Jadi tidak bisa kalau korupsi itu “hanya bisa diatasi” dengan meng-atasnamakan agama tertentu (*menanggapi Muslimedica,Sept 2013). Karena sesungguhnya korupsi hanya bisa diatasi oleh individu itu sendiri yang telah benar-benar menyadari korupsi akan “memiskinkan” orang yang miskin dan “memakmurkan” orang yang berada.
Bunda Isni says
Korupsi di Indonesia sudah mendara daging makanya susah untuk hilang mulai dari Posisi yang tinggi sampai rendah korupsi tidak dapat di basmi walaupun sudah ada KPK tapi tetap aja ada yang korupsi.
Info Desain says
Betul bunda! lha wong KPK nya pada doyan duit Korupsi
Herdiansyah Hamzah says
Bunda Isni + Info Desain : KPK tidak bisa berjalan sendiri tanpa sokongan dan partisipasi massa rakyat. KPK bukan tuhan yang dapat melakukan apa saja tanpa bantuan siapa2. Justru kita dituntut untuk memberikan kontribusi, sekecil apapun itu.

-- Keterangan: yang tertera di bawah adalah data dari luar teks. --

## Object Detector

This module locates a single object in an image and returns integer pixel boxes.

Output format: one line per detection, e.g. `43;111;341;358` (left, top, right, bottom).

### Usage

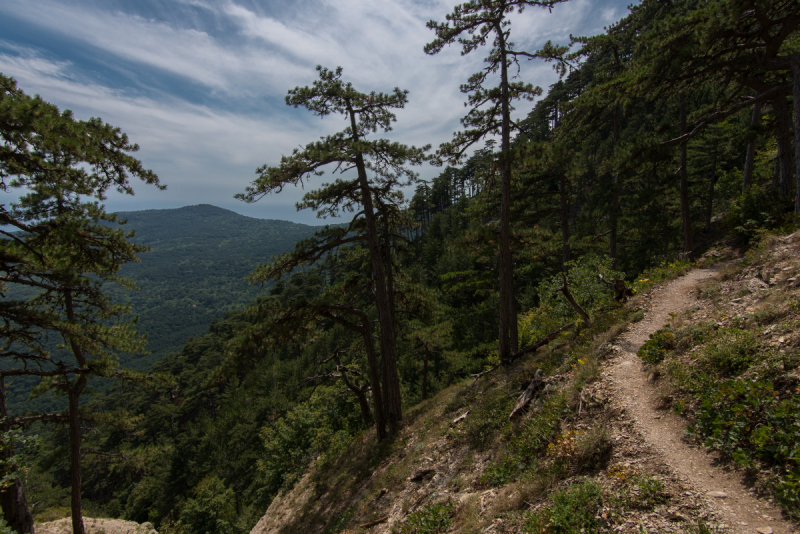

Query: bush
463;389;515;450
525;481;603;534
636;328;675;364
690;380;800;516
536;254;625;322
400;503;453;534
703;329;759;376
181;476;241;534
725;187;789;243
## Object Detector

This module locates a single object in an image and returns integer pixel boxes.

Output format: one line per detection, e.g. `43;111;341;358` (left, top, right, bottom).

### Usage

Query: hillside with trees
0;0;800;534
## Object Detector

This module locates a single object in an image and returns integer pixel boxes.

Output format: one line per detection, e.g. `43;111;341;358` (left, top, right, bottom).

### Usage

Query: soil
604;269;797;534
36;517;158;534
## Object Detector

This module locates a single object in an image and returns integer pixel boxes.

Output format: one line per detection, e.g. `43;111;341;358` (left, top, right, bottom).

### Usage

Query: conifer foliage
238;66;428;437
0;72;162;534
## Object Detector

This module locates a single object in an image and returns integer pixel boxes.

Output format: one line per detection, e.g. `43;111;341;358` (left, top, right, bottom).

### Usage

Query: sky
0;0;630;224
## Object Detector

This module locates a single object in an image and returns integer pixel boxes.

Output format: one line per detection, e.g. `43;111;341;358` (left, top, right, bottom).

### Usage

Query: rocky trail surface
603;269;797;534
36;517;158;534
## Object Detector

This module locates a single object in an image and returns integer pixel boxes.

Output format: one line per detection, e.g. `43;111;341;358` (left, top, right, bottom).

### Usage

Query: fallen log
471;321;575;385
508;369;544;419
358;515;389;528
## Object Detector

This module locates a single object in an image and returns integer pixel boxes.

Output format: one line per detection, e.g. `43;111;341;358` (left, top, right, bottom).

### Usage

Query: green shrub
690;380;800;515
181;476;241;534
636;328;675;364
725;187;790;243
525;481;603;534
536;254;625;322
400;503;453;534
463;389;515;450
703;329;759;376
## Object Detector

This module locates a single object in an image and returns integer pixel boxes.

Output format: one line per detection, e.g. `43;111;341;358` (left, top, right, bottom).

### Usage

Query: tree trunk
422;343;428;400
64;375;86;534
742;102;761;192
792;54;800;213
348;106;403;434
678;93;694;261
608;105;620;265
705;143;720;232
773;95;792;197
64;288;89;534
0;375;35;534
495;21;517;362
559;172;572;266
509;294;519;354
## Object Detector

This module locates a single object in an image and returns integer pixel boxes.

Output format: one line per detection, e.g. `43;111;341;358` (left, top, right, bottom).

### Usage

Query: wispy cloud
0;0;627;222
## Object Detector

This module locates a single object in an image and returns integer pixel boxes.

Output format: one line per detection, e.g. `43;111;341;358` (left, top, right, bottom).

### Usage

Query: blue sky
0;0;629;224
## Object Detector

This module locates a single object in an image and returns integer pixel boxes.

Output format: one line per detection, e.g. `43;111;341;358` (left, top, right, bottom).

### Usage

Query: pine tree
237;66;428;434
425;0;566;361
0;77;163;534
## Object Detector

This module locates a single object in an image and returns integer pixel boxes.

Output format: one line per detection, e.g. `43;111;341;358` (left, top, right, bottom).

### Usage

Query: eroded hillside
252;233;800;534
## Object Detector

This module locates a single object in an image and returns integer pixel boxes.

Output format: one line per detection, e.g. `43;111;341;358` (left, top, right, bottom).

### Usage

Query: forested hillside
6;204;316;414
4;0;800;534
108;204;316;371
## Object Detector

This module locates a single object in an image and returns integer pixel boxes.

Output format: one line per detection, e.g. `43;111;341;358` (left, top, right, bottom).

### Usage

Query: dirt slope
251;248;800;534
608;269;795;534
36;517;158;534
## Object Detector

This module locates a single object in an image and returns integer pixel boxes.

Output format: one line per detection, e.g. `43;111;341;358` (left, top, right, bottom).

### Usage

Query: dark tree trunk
64;288;89;534
422;344;429;400
348;109;403;434
608;106;620;264
773;95;792;197
705;147;717;232
742;102;761;192
678;93;694;261
495;20;517;362
509;295;519;354
0;375;35;534
65;375;86;534
559;172;572;271
792;55;800;213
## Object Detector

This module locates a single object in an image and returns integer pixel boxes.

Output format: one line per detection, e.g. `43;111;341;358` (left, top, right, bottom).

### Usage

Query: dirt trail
609;269;796;534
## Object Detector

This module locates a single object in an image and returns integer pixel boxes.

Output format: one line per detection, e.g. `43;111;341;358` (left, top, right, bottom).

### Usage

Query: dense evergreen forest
0;0;800;534
6;205;322;415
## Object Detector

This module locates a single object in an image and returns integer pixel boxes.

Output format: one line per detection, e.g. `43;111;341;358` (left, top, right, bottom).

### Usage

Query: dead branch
358;515;389;528
508;369;544;419
471;321;575;385
556;272;591;323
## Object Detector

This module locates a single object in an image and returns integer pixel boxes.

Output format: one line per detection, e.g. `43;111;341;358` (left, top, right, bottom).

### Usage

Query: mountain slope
251;239;800;534
114;204;324;370
7;204;319;413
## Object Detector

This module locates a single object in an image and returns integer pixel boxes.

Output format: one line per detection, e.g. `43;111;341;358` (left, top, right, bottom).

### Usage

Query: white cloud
0;0;622;220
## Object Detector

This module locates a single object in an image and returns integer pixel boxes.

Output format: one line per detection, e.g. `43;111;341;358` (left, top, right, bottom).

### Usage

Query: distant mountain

toko buku online terlengkap says
If you are going for best contents like I do, simply visit this
website everyday because it offers quality contents, thanks
Muhammad Mu'thi AF says
Amin Rahayu, dalam “Sejarah Korupsi di Indonesia”. Amanah No. 55, tahun XVIII, Oktober 2004. Ini sumbernya majalah mas?
Herdiansyah Hamzah says
Iya, majalah Amanah edisi Oktober 2004. Amin S. Rahayu adalah peneliti LIPI.
Soeparto Abdulmanap says
Numpang berbagi info pengalaman hidup,;Saya lulusan ITB Bandung th 1960 setelah lulus teman2 ajak masuk di pemerintahan saya tidak mau denan alasan pegawai negeri ga bisa kaya kalau ga korupsi, akhinya saya masu ke semi pemerintah sebuah BUMN aset pemerintah yang cukup besar- ternyata saya merasakan aneh karena pejabat2-nya menganggap BUMN itu miliknya sendir hingga kasat mata isinya korup,hanya kuat 3 th keluar lalu masuk BUMN kecil ternyata waktu itu pimpinannya didominasi oleh angkata darat yg tidak ada basic knowledge mengenai dagang karena bidangnya perdagangan hingga dalam waktu beberapa tahun kolaps banyak yang bangkrut tutup termasuk BUMN tempat saya kerja-akhirnaya pada th 1964 dengan modal tekad saya menswastakan diri dengan modal dengkul dan berjala lancar mulai dg pekerjaan kecil dari relasi2 wakyu kerja di BUMN bekas perusahaan belanda yang diambil alih. Waktu itu dikota Surabaya bisa beli rumah dan mobil hidup berkecukupan- Pada1972 pindah ke Jakarta dan bertekad lagi untuk mulai bisnis dari nol lagi, ternyata di Jakarta untk bisnis lebih banyak kesempatannya asal mau kerja keras-hingga th 1976 mendapat proyek dari hasil tender pemerintah sebesar 1,6 milyar rp ( proyek pertama dari pemerinta dari hasil tender)-disinilah mulai mengalami masalah unik yg terjadi dan harus berkali2 saya alami sebagai pengusaha pribumi: sebagai pemenang tender harus siap bank garansi dari bank PEMERINTAH-saya ajukan b.garansi ke Bank sehari2 saya tidak berhasil dengan alasan macam2-menemukan perantara nonpri dalam 2 hari keluar dar bank yg sama akhirnya dengan proses macam2 sy harus
mengeluarkan rp 80 juta pada th 1976-aneh kan? kita yang mati2a kerja menyelesaikan proyek yg dapat duit orang lain??? ada lagi menang tender (lowest price) ceritanya spy pengiritan spy pemerinta tidak rugi th 1978 jamannya sekneg sebesar rp 4,5 milyar rp – rupanya untuk bisa teken kontrak harus mengekuarka setela nego2 melakui perantara kl 4% kelar lagi aneh kan?? kredit dari bank pemerinta ga berhasil dapat bank swasta mafia jadi akhirnya yg bodo itu sy sbg pengusaha pribumi-lain di malaysia habis menang tender paginya justru didatangi bank2 nawarin kredit-Ceritanya masih panjang dan yg lrbih parah juga ada kalau menang tender yg besar2 direbut pengusaha penguasa.Mudah2an bermanfaat demi kemajuan bansa terimakasih
Pahompu says
Korupsi di Indonesia adalah suatu kerugian, namun sepertinya ada pihak pihak yang terus mencoba mepertahankannya dengan menghalang halangi perbaikan hukum atas penyakit ini, karena mereka sudah menganggap korupsi ini sebagai keutungan bagi mereka.
Semoga pemimpin kita kedepannya lebih Tegas dan Lebih berfikir Jernih mengenai Masalah ini.
Herdiansyah Hamzah says
Betul. Selalu ada reaksi dari para koruptor, teman-temannya koruptor dan yang akan menjadi koruptor.